Author: Manfred Schmitz, Chief Technical Officer, MEN Mikro Elektronik
Most modular computers support physical addressing. For CompactPCI Serial – PICMG CPCI-S.0 – this addressing is particularly important.
Modern serial buses such as SATA, PCI Express or Ethernet support all mechanisms for automatic configuration to simplify installation of new hardware. For instance, if you connect a hard disk to a computer using SATA, this drive will be automatically recognized and can be used without any further configuration. This advantage can at the same time be a pitfall – just think about a hard disk RAID configuration. In the case of a failure, you have to find and replace the right drive. This problem is also known with USB devices. If you connect two USB Flash drives to a computer, you don't know which drive is accessed where.
This is why physical addressing is a necessity for modular computer periphery. CompactPCI Serial supports this type of addressing. The base specification of CPCI-S defines one system slot and up to eight peripheral slots. The system slot is recognized by a special signal (SYSEN), not needing any additional address information.
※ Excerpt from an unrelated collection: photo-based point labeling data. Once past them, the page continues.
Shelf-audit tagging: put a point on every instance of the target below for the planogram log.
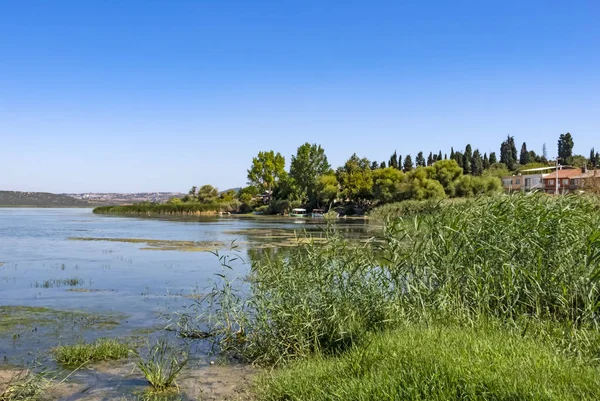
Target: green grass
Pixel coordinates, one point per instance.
(162, 365)
(104, 349)
(168, 209)
(437, 363)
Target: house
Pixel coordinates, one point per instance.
(563, 181)
(528, 182)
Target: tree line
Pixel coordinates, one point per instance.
(312, 182)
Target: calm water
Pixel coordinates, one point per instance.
(134, 286)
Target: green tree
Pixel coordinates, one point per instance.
(266, 169)
(467, 156)
(207, 194)
(393, 160)
(565, 147)
(306, 166)
(356, 179)
(327, 189)
(476, 163)
(385, 184)
(446, 172)
(422, 187)
(486, 162)
(407, 166)
(508, 152)
(524, 156)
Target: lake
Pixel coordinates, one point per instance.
(104, 276)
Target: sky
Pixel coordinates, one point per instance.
(132, 96)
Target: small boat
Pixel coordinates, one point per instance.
(298, 212)
(318, 213)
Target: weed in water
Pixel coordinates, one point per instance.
(162, 365)
(100, 350)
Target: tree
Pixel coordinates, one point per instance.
(407, 166)
(476, 163)
(486, 162)
(467, 156)
(393, 160)
(446, 172)
(356, 179)
(508, 152)
(385, 184)
(327, 189)
(306, 166)
(430, 159)
(524, 156)
(565, 147)
(266, 169)
(207, 194)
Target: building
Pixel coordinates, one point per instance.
(528, 182)
(563, 181)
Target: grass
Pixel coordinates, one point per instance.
(437, 363)
(168, 209)
(488, 298)
(101, 350)
(162, 365)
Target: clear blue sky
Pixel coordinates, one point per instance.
(162, 95)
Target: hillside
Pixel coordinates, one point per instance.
(39, 199)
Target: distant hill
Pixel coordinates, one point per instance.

Even if the base standard does not explicitly describe this, you can of course expand the eight peripheral slots using suitable bridges. Since a 19-inch card cage accommodates a maximum of 21 slots, 4 lines are provided for the distinction between these slots. Depending on the backplane position, these lines will be either left open on the backplane, permanently connected to ground, or connected to ground with a 1 kOhm resistor. This results in 24 different combinations.
To assure the compatibility of different manufacturers, the CompactPCI Serial specification prescribes the order in which interfaces like SATA must be implemented on the system slot, if not all 8 interfaces can be supported. If a CPU board is able to support only 2 SATA channels, for example, these need to be SATA 7 and 8 (SATA 1 to 6 remaining unsupported). The base specification defines slots 7 and 8 to be implemented at the very right of the system. The recognition mechanisms of RAID controllers expect the first drive at address 0. For this reason, the slot at the very right of the system has ID 0 (all 4 address lines are connected to GND). Accordingly, the neighboring slot to the left has ID 1, and so on.
The physical addressing of CompactPCI Serial is simple and functional. It is compatible with standards such as SFF-8485 (Specification for Serial GPIO (SGPIO) Bus) for hard drive RAIDs. This allows to implement inexpensive, optimized solutions.